I'm computing distances between vectors of strings and using rayon to speed up that computation since I may have ~10^8 comparisons. Of course, I imagine that collecting that many results will take a few seconds; however, I'm new to Rust and want to ensure that I'm collecting the result correctly since it appears that the latency of the function is in collecting the result.
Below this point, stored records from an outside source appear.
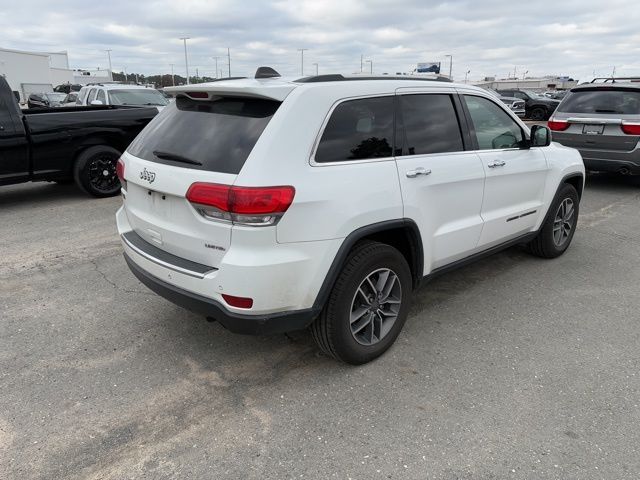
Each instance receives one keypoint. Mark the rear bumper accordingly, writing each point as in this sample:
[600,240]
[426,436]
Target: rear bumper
[237,323]
[602,159]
An idea of what I'm doing appears as follows:
use once_cell::sync::Lazy;
use rayon::prelude::*;
pub static POOL: Lazy<rayon::ThreadPool> = Lazy::new(|| {
rayon::ThreadPoolBuilder::new()
.num_threads(
std::thread::available_parallelism()
.unwrap_or(std::num::NonZeroUsize::new(1).unwrap())
.get(),
)
.thread_name(move |i| format!("{}-{}", "tcrdist", i))
.build()
.expect("could not spawn threads")
});
pub fn compute_distances(seqs1: Vec<&str>, seqs2: Vec<&str>) -> Vec<u16> {
POOL.install(|| {
seqs1
.par_iter()
.flat_map(|&s1| {
seqs2
.iter()
.map(|&s2| dist_func(s1, s2))
.collect::<Vec<u16>>()
})
.collect()
})
}
Should I be using the two collects or just one somehow?
The actual code is found here.
Thanks in advance!